Review: Hell! Said the Duchess, by Michael Arlen
by Rich Horton
The very first review on this blog -- a decade ago come next month! -- was of Michael Arlen's The Green Hat. And for that matter my first contribution to F&SF's Curiosities column concerned Michael Arlen's Man's Mortality. So, yes, he is a writer I take some interest in! Michael Arlen (1895-1956) was an Armenian-Bulgarian-British-American, though his fiction was all while he was primarily British (though living in France for much of this period), and entirely published between the wars: his first novel appeared in 1920 and his last in 1939. He was born in Bulgaria to Armenian refugees, and christened Dikran Kouyoumdjian.
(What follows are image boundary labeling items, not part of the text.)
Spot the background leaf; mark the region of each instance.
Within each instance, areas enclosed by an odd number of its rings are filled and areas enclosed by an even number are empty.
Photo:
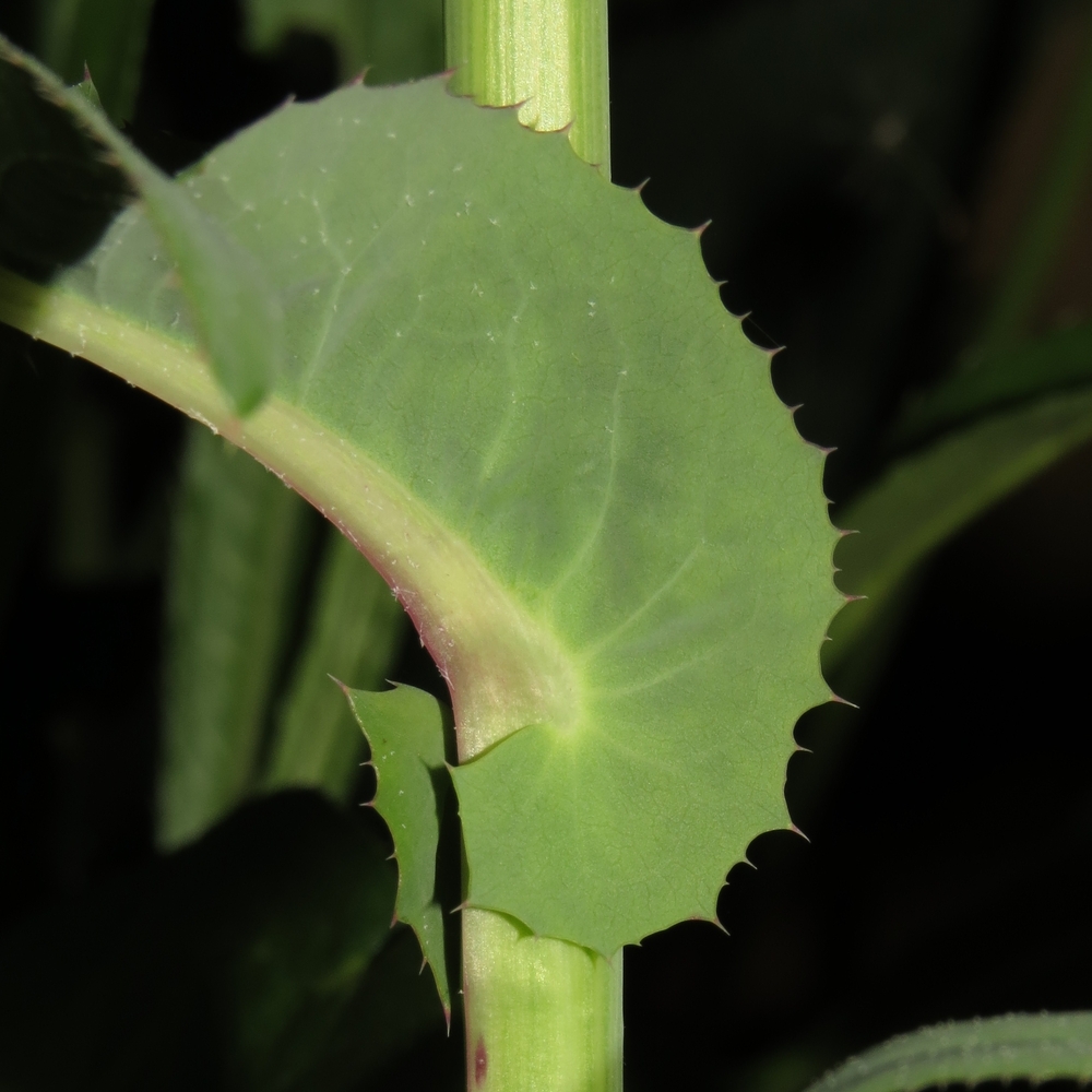
[[[809,1092],[914,1092],[949,1084],[1092,1077],[1092,1013],[1005,1016],[923,1028],[866,1051]]]
[[[443,68],[442,0],[245,0],[247,41],[270,52],[292,31],[325,35],[343,80],[401,83]]]
[[[131,121],[153,0],[46,0],[38,10],[37,55],[66,83],[91,70],[103,109]]]
[[[216,407],[182,323],[149,329],[183,305],[139,214],[50,298],[92,307],[91,357],[130,317],[175,361],[135,381],[187,377],[168,396],[349,530],[448,674],[464,756],[533,725],[460,772],[470,901],[604,952],[712,917],[725,865],[787,826],[839,596],[822,453],[695,238],[435,81],[289,107],[185,185],[280,285],[261,416]],[[35,329],[67,343],[50,306]]]
[[[334,679],[382,686],[405,637],[405,615],[382,578],[330,529],[306,643],[270,744],[263,784],[321,788],[347,800],[364,757],[360,729]]]
[[[200,836],[253,792],[312,532],[264,467],[193,426],[170,562],[158,841]]]
[[[67,91],[51,72],[2,36],[0,68],[5,70],[10,86],[25,86],[29,76],[41,97],[67,106],[80,127],[108,150],[114,166],[140,193],[156,233],[175,261],[175,273],[213,369],[236,411],[249,413],[265,395],[281,359],[280,300],[266,283],[261,264],[211,224],[186,190],[132,147],[81,92]],[[24,105],[24,97],[21,93],[9,99],[20,127],[13,152],[16,163],[33,158],[28,143],[36,139],[33,124],[37,111]],[[24,138],[27,127],[31,135]],[[116,178],[117,171],[110,177]],[[93,186],[92,199],[102,201],[102,185]],[[37,218],[33,223],[37,224]]]
[[[390,931],[387,852],[319,797],[284,794],[10,933],[0,1081],[35,1092],[375,1081],[443,1030],[412,934]],[[395,997],[396,1008],[381,1000]]]
[[[443,911],[436,898],[437,850],[447,787],[444,736],[451,713],[411,686],[379,693],[346,690],[376,768],[372,802],[394,839],[399,863],[395,913],[413,926],[432,969],[444,1012],[451,1011]]]
[[[895,463],[839,522],[857,531],[835,551],[855,595],[831,626],[836,669],[915,567],[1001,497],[1092,437],[1092,392],[1045,397],[972,424]]]

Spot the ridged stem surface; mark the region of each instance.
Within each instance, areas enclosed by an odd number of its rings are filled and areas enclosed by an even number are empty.
[[[448,0],[452,90],[483,106],[519,106],[523,124],[572,126],[582,158],[610,175],[606,0]]]

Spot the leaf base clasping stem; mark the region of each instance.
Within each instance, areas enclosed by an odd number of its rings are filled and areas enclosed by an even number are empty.
[[[621,1092],[621,952],[463,912],[468,1092]]]

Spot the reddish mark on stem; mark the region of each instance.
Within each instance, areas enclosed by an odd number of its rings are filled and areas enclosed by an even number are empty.
[[[478,1036],[478,1045],[474,1048],[474,1085],[480,1088],[485,1075],[489,1071],[489,1055],[485,1052],[485,1040]]]

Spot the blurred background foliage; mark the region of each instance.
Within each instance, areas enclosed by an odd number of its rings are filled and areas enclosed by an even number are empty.
[[[443,63],[439,0],[0,31],[86,62],[168,169]],[[712,218],[869,595],[823,652],[860,709],[797,727],[810,844],[752,844],[731,936],[627,953],[627,1088],[798,1092],[922,1023],[1092,1008],[1092,4],[613,0],[610,35],[615,180]],[[7,328],[0,458],[0,1088],[459,1088],[327,677],[443,695],[389,593],[246,456]]]

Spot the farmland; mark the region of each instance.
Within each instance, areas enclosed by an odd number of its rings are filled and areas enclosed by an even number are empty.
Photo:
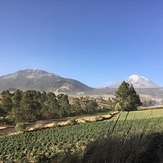
[[[82,157],[85,146],[107,135],[163,131],[163,110],[122,112],[108,121],[69,125],[25,132],[0,140],[0,160],[6,162],[40,162],[76,154]],[[81,152],[82,151],[82,152]]]

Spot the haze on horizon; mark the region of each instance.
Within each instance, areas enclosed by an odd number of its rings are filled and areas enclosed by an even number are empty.
[[[0,2],[0,75],[38,68],[89,86],[132,74],[163,85],[163,2]]]

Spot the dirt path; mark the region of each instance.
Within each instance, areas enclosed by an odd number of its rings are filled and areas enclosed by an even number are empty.
[[[48,120],[39,120],[35,122],[26,122],[26,131],[33,131],[43,128],[52,128],[56,126],[67,126],[72,124],[81,124],[87,122],[97,122],[97,121],[105,121],[110,120],[113,117],[117,116],[119,112],[113,112],[105,115],[97,115],[97,116],[85,116],[85,117],[66,117],[62,119],[48,119]],[[73,118],[73,121],[71,119]],[[6,135],[16,135],[19,134],[15,131],[14,125],[0,125],[0,136]]]

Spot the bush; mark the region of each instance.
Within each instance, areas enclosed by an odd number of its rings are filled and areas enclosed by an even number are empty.
[[[24,123],[17,123],[15,125],[15,130],[18,131],[24,131],[25,130],[25,124]]]

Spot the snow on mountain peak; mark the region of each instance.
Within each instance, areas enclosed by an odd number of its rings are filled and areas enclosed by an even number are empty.
[[[133,84],[135,88],[157,88],[157,84],[144,76],[131,75],[127,80],[128,83]]]
[[[135,75],[135,74],[131,75],[129,77],[129,80],[132,80],[132,81],[139,81],[141,79],[146,80],[146,81],[150,81],[148,78],[145,78],[144,76],[139,76],[139,75]]]

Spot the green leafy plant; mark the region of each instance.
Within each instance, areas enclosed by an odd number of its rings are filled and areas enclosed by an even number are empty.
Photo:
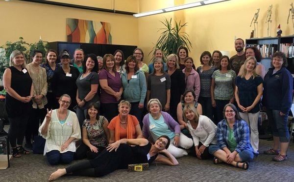
[[[166,18],[164,21],[160,21],[164,27],[160,28],[157,31],[162,32],[153,47],[153,50],[158,48],[162,51],[165,60],[170,54],[176,54],[177,49],[180,45],[187,47],[189,51],[190,47],[192,47],[189,35],[182,31],[183,27],[187,26],[187,23],[181,24],[181,21],[178,22],[175,20],[174,26],[173,26],[172,21],[172,18],[169,20]],[[149,54],[153,52],[153,50],[152,50]],[[152,60],[154,58],[154,55],[152,55]]]

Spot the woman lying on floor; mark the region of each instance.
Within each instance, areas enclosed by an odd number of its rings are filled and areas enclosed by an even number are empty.
[[[153,145],[145,139],[121,139],[109,144],[94,159],[58,169],[50,176],[49,181],[72,173],[76,176],[101,177],[117,169],[126,169],[128,164],[150,163],[154,161],[176,165],[178,162],[167,150],[170,142],[170,139],[165,135],[160,137]]]

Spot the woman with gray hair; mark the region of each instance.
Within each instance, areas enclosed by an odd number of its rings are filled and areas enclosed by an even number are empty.
[[[170,110],[171,101],[171,77],[164,71],[163,60],[156,58],[153,62],[154,70],[148,77],[147,84],[147,101],[150,99],[158,99],[164,110]]]
[[[171,139],[168,151],[172,155],[176,158],[187,155],[185,149],[193,145],[192,139],[181,133],[180,125],[169,113],[162,111],[162,105],[157,99],[149,101],[147,106],[149,113],[143,119],[144,138],[154,142],[160,136],[167,135]]]
[[[176,109],[178,103],[185,92],[185,74],[183,73],[179,66],[177,56],[172,54],[168,56],[167,62],[169,69],[167,72],[171,77],[171,104],[170,110],[171,115],[174,120],[177,121]]]
[[[122,100],[119,103],[120,114],[113,118],[108,124],[110,139],[109,143],[122,139],[140,139],[143,138],[142,131],[138,119],[129,114],[131,105],[128,101]]]
[[[8,138],[12,155],[18,158],[21,157],[20,153],[29,154],[22,145],[32,108],[34,89],[32,79],[25,68],[24,53],[16,50],[10,55],[9,60],[10,66],[3,74],[3,83],[7,92],[5,106],[10,123]]]

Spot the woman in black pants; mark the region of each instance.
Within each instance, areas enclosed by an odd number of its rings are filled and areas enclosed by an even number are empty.
[[[167,136],[160,137],[153,145],[145,139],[121,139],[109,144],[107,150],[93,160],[59,169],[52,173],[49,181],[71,173],[77,176],[100,177],[117,169],[126,169],[129,164],[150,163],[154,161],[176,165],[178,164],[176,159],[166,149],[170,142]]]
[[[109,141],[108,121],[98,114],[99,107],[97,103],[90,103],[87,110],[86,119],[84,121],[82,130],[83,143],[76,149],[75,159],[86,157],[93,159],[99,155],[107,146]]]
[[[24,54],[16,50],[10,55],[10,67],[3,75],[4,88],[7,92],[5,106],[10,122],[8,138],[13,157],[20,153],[29,154],[23,148],[25,127],[32,108],[32,79],[25,68]]]

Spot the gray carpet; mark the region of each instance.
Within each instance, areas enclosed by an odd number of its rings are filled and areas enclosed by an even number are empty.
[[[271,146],[272,141],[260,140],[263,151]],[[282,162],[272,162],[272,156],[260,154],[250,163],[248,170],[227,165],[213,164],[212,160],[201,161],[186,156],[178,159],[179,165],[169,166],[153,163],[147,171],[127,172],[119,170],[102,178],[64,176],[57,181],[107,182],[293,182],[294,180],[294,143],[290,143],[288,159]],[[74,161],[73,163],[78,162]],[[50,174],[65,165],[50,166],[42,155],[31,154],[11,160],[11,167],[0,170],[0,182],[43,182]]]

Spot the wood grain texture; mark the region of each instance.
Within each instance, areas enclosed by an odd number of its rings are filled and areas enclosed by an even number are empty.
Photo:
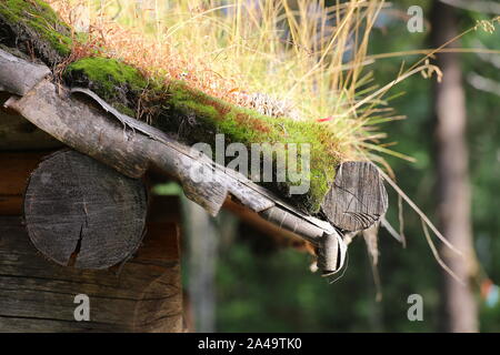
[[[370,162],[346,162],[337,172],[322,210],[333,225],[354,232],[379,221],[388,203],[377,166]]]
[[[0,49],[0,91],[23,95],[50,73],[47,65],[30,63]]]
[[[48,153],[0,153],[0,215],[22,214],[30,173]]]
[[[106,268],[139,246],[147,199],[141,180],[64,150],[31,174],[24,217],[33,245],[60,265]]]
[[[0,152],[50,150],[62,143],[12,110],[3,108],[11,95],[0,92]]]
[[[51,263],[20,217],[0,217],[0,332],[181,332],[178,232],[147,234],[117,274]],[[77,294],[90,298],[90,322],[74,321]]]
[[[99,104],[108,112],[113,111],[106,103]],[[86,98],[59,94],[49,81],[36,85],[19,100],[11,98],[6,105],[61,142],[128,176],[142,176],[149,166],[158,168],[179,181],[184,194],[212,215],[217,215],[231,194],[254,212],[278,204],[291,212],[290,216],[300,217],[303,224],[312,224],[329,234],[332,231],[329,223],[303,214],[242,174],[214,164],[163,132],[131,118],[107,114]],[[211,172],[211,178],[197,180],[193,171]]]

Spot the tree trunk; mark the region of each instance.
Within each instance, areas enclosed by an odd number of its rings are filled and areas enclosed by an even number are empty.
[[[140,179],[71,150],[46,158],[24,195],[31,242],[63,266],[107,268],[128,260],[141,243],[146,214]]]
[[[458,34],[453,8],[434,1],[432,33],[434,47]],[[444,275],[444,326],[449,332],[478,332],[478,310],[470,285],[474,251],[466,140],[467,109],[460,58],[457,53],[439,54],[438,65],[443,72],[443,80],[434,90],[439,214],[443,234],[463,252],[464,257],[450,254],[448,250],[442,252],[448,265],[467,283],[462,286]]]

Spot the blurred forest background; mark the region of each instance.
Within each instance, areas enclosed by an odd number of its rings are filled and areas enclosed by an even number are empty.
[[[458,34],[473,27],[478,20],[490,20],[500,14],[497,1],[443,1],[454,4],[453,7],[437,4],[438,2],[392,2],[392,8],[382,11],[379,17],[371,38],[370,54],[432,48],[433,41],[436,43],[440,40],[440,34],[452,34],[453,31]],[[421,33],[410,33],[407,30],[407,10],[413,4],[422,7],[424,11],[424,31]],[[439,33],[436,33],[438,30]],[[458,45],[498,50],[499,43],[500,31],[490,34],[477,30],[462,38]],[[421,55],[407,55],[377,61],[371,68],[377,83],[382,85],[393,80],[402,60],[412,63],[419,58]],[[436,112],[439,109],[434,109],[439,106],[437,98],[440,90],[436,87],[436,80],[414,75],[393,89],[394,92],[404,94],[390,102],[397,113],[406,115],[407,120],[387,124],[384,130],[392,141],[398,142],[397,151],[416,158],[417,163],[390,156],[387,159],[396,172],[399,186],[444,232],[453,230],[450,230],[450,223],[459,223],[467,230],[470,209],[470,234],[481,266],[470,282],[469,296],[472,296],[474,305],[463,305],[461,308],[462,305],[459,304],[458,313],[463,311],[476,317],[477,306],[478,329],[500,332],[500,302],[498,287],[494,285],[500,284],[500,57],[491,53],[458,53],[450,54],[450,58],[451,62],[459,65],[456,77],[458,81],[454,83],[458,82],[459,88],[452,88],[451,91],[457,93],[458,90],[459,99],[461,90],[466,95],[464,148],[468,149],[469,156],[467,151],[463,153],[457,149],[452,140],[446,143],[444,136],[443,143],[443,138],[437,134],[437,122],[442,118],[438,119]],[[443,62],[440,60],[438,63]],[[453,75],[451,73],[449,77]],[[446,104],[452,114],[460,111],[460,100],[454,102],[451,99]],[[460,118],[456,119],[457,122],[452,122],[451,126],[460,126]],[[452,135],[453,132],[450,138]],[[460,140],[460,132],[458,139]],[[461,173],[461,181],[467,186],[462,189],[459,185],[461,190],[449,191],[451,201],[459,191],[458,199],[461,199],[459,204],[463,203],[463,214],[459,212],[456,217],[466,220],[462,222],[446,222],[439,217],[447,213],[440,211],[442,187],[452,186],[443,181],[447,179],[448,168],[443,171],[441,166],[441,174],[439,173],[443,149],[454,152],[451,165],[468,169],[470,205],[467,172]],[[172,191],[169,186],[160,191],[176,193],[176,189]],[[388,220],[398,225],[396,194],[390,194],[390,204]],[[379,275],[373,274],[362,237],[357,237],[350,244],[349,265],[343,277],[329,284],[326,278],[309,271],[310,255],[280,246],[272,237],[244,224],[229,212],[210,220],[208,229],[203,223],[197,222],[208,219],[203,216],[204,212],[189,203],[184,205],[190,215],[184,230],[191,231],[196,236],[184,241],[187,257],[183,275],[184,284],[189,285],[188,295],[197,331],[437,332],[453,329],[450,322],[458,322],[447,312],[447,297],[450,297],[453,288],[448,288],[447,292],[446,276],[426,242],[420,219],[409,207],[403,211],[408,243],[406,248],[386,230],[380,230]],[[457,207],[456,203],[451,207]],[[464,237],[467,244],[470,236],[467,231],[463,233],[464,235],[456,237]],[[454,240],[457,242],[461,243]],[[380,287],[377,287],[377,277],[380,277]],[[467,288],[462,290],[467,297]],[[380,301],[377,301],[378,293],[382,296]],[[410,307],[407,300],[411,294],[423,297],[422,322],[410,322],[407,317]],[[466,310],[467,307],[470,310]],[[460,318],[461,315],[456,314],[454,317],[457,316]],[[464,316],[467,318],[468,315]],[[464,322],[470,323],[470,329],[476,326],[476,320]]]

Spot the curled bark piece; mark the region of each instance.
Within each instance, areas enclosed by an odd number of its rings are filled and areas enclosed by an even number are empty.
[[[48,67],[30,63],[0,49],[0,91],[23,95],[49,74]]]

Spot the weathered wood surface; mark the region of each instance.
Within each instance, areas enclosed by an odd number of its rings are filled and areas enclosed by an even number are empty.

His family emigrated to the UK in 1901. His parents wanted him to be a doctor, but he wanted to be a writer, and indeed his family disowned him. He adopted the pen name Michael Arlen, and eventually legally changed his name. It's clear that his point of view was profoundly affected by his identity conflicts, not to mention a fair amount of ethnic prejudice directed his way.His primary subject matter was the smart set of the Lost Generation, and this eventually proved sort of a trap. Certainly this was the subject matter of his most famous novel, The Green Hat (which remains readable in its highly melodramatic way even now) and many of his later stories come off as less successful variations on that book. Two of his efforts to break out of that typecasting are Man's Mortality, an SF novel that suffered from appearing just a year after his rival Aldous Huxley's Brave New World, and the novel at hand, Hell! Said the Duchess, which as we will see is a strange mixture of near future SF (with a very satirical cast) and gothic horror (and all set among the same privileged set as are many of his other works. Neither of these works received the respect he craved, and during his last years, in the US, he was nearly wholly blocked. There were a few short stories that Mark Valentine claims were reworkings of earlier work, and one of his stories, about a detective named Gay Stanhope Falcon, became the basis for a series of movies starring George Sanders as the Falcon (in imitation of Sanders' earlier role as Leslie Charteris' The Saint.) (Some people conflate this character with an unrelated later TV detective called The Falcon.) It's tempting to say that his only true subject was high society between the World Wars, and with the passing of that era he had nothing to write about.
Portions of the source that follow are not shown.